With these results, he secured a quota for participation at the 2024 Summer Paralympics in Paris, France.

==== Classification dispute ====
After Yıldırım won the gold medal by breaking the championship record in the 100 m and the world record in the 400 m at the World Para Athletics Championships in Kobe, Japan in May 2024, the World Para Athletics Federation (WPA), which is affiliated with the International Paralympic Committee (IPC), initiated in June a process for his disability classification, after concerns were raised about his level of visual impairment. His approved classification status was changed to 'Under Review', it was announced that he would not be able to compete at the 2024 Paris Paralympic Games. The Turkish National Paralympic Committee (TMPK) made objections to the IPC and WPA, but the efforts were unsuccessful.

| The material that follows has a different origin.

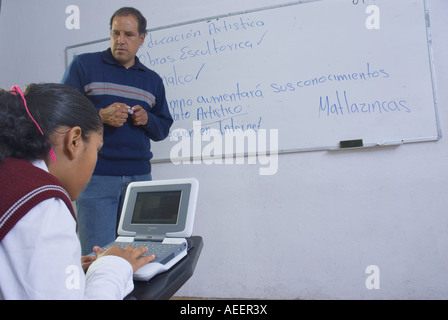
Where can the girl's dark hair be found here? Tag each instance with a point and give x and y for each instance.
(52, 105)
(126, 11)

The TMPK filed for an injunction in a Bonn regional court against the WPA, which is subject to German law. On 29 August 2024 at 19:24 local time, one day after the opening ceremony of the Games, the judge approved an injunction allowing Yıldırım to compete. The WPA who had been unaware of the injunction, complied pending their own appeal against the decision. Notifying the Turkish delegation at 02:00 hours local time on 30 August, eight hours before the start of Yıldırım's 100 m competition.

==== Competition and post-disqualification ====
Yıldırım eventually competed in the 100 m T12 event on 30 August 2024. He initially claimed Gold, but on 3 September 2024, he was disqualified from the 100m T12, his gold medal was revoked and his name was removed from the entry list of the 400 m T12, after the WPA's appeal against the injunction was upheld. The TMPK announced that it will resolutely fight for Yıldırım's reinstatement.

== Personal life ==
Sajjad Hashemi Ahangari was born in Iran on 22 August 1991. He is fluent in Azerbaijani, Turkish, and Persian languages.